Varied requirements and complexity

That said, the requirements for multihoming are varied and could range from the simple need for geographic link diversity (single ISP) to full link and ISP resilience, where separate links are run from independent data centers to different ISPs. While the complexity varies for each option, the latter forms the most complex deployment option but affords the highest availability, with the former providing some degree of protection but requiring a higher grade of ISP. A major component of the complexity comes in around IP addressing.

The Internet IP addressing system works because each ISP applies for a range of addresses from the central Internet registrar in their region. They would then allocate a range of IP addresses, called an address space, to their customers from this pool. No two ISPs can issue the same address space to a customer. Why would this be a problem? Simply put, it’s all about routing. Routing is the process whereby the Internet finds out how to get traffic to your particular server. It’s a bit like the Google map for the Internet.

For somebody to find your server, a “route” or path needs to exist to the IP address of your server. Since you are getting your Internet service, and hence your IP address space, from your ISP, they are responsible for publishing the route to your server across the entire Internet. They are effectively the source of your way; nobody else can do that for your particular address space. You can see how things can go wrong if the ISP suffers internal failure. If your specific route disappeared, your server would vanish from the Internet, even if your Internet link ran. This is precisely the kind of issue multihoming tries to solve, but for completeness, we will start at the simpler options and work our way up.

Single Link, Single ISP, Multiple address spaces

While not a multihoming solution in the strictest sense, the single link, multiple address option can be useful for small sites. In this scenario, the publicly accessible host is assigned two IP addresses from two different address spaces. You would, of course, need two address spaces from your ISP for this to work. Thus, theoretically, if a routing issue impacts one of the address spaces, the other may still be available. The single physical ISP link is, of course, a single point of failure, and this option would seem to offer little in the form of real resilience.

Multiple links, Single ISP, Single address spaces per link

This scenario, generally called multi-attached, is a variation of the above. The site now connects through multiple links, each with a different IP address space, but still via a single ISP. If one of the links fails, its IP addresses will become unreachable. However, the other IP address on the remaining link will remain available, and your server will still be reachable. Internet Service Providers use a control protocol to manage their IP routes called Border Gateway Protocol or BGP. This protocol is used to drive the traffic re-routing over the live link. BGP can be complex and demands a lot from the equipment it runs on. Of course, with complexity comes a cost; however, the BGP deployment for this scenario is not as demanding as a fully multi-homed site and should not attract too much attention from the CFO. While the deployment is a simpler version of full multihoming, it does restrict the corporation to a single ISP, which may not be part of the business’s strategic intent.
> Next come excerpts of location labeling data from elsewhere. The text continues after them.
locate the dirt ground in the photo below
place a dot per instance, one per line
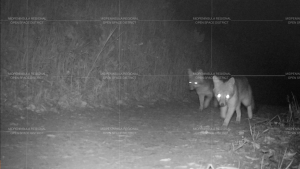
(173, 135)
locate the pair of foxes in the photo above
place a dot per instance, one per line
(229, 94)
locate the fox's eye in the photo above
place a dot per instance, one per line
(227, 96)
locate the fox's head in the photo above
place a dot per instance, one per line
(223, 90)
(195, 78)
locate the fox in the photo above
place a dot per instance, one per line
(230, 95)
(204, 88)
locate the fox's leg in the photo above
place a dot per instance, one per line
(228, 115)
(249, 110)
(207, 101)
(223, 111)
(249, 104)
(238, 113)
(201, 101)
(215, 102)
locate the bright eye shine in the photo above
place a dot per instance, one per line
(227, 96)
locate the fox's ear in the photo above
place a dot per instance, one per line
(190, 72)
(216, 79)
(231, 81)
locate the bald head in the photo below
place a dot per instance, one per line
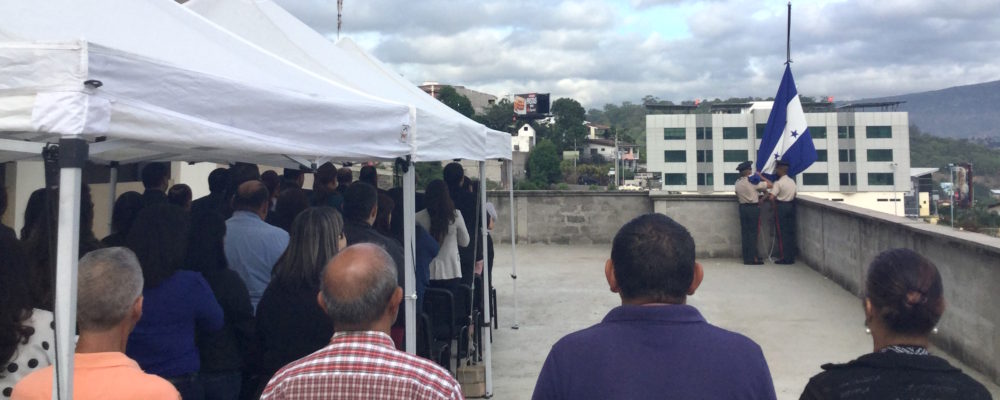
(109, 283)
(359, 288)
(251, 196)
Multiple Links, Multiple ISPs, Single address space

This scenario is what is generally meant when discussing multihoming. The BGP protocol manages the visibility of the single address space across the multiple links and ISPs and, thus, maintains the routes. The BGP protocol communicates between the corporate routers and those of the two ISPs, The protocol can detect a link failure and divert traffic to the functioning link, even if this is via a different ISP network.

What’s the catch?

There is always a catch; in this case, several of them exist. To run true dual ISP multihoming and BGP as a corporate, you would need your provider-independent (PI) IP address space, and you would need to apply for a unique BGP Autonomous System Number (ASN). The AS Number is used to identify your site as a valid Internet location in the eyes of BGP. While applying for an ASN is not arduous, it places some significant responsibility squarely on you instead of the ISP. Deploying BGP effectively brings your organization closer to the Internet by making you responsible for advertising your public IP address spaces and, thus, your routes. It also means that any operational mistakes you make will ripple through the entire Internet.

Address space considerations

Most large organizations that operate true multihoming already have their own Provider Independent address space. They requested This address space directly from the local Internet registrar some time ago before IP version 4 (IPv4) addresses started running out. Today, it is virtually impossible to be allocated a PI address space from the IPv4 pool. It is possible to run a multihomed scenario using ISP-provided IP address spaces. Still, the network configurations become considerably more complex and, at some point, start defeating the goal of increasing resilience. In the real world, increased complexity seldom equates to improved stability.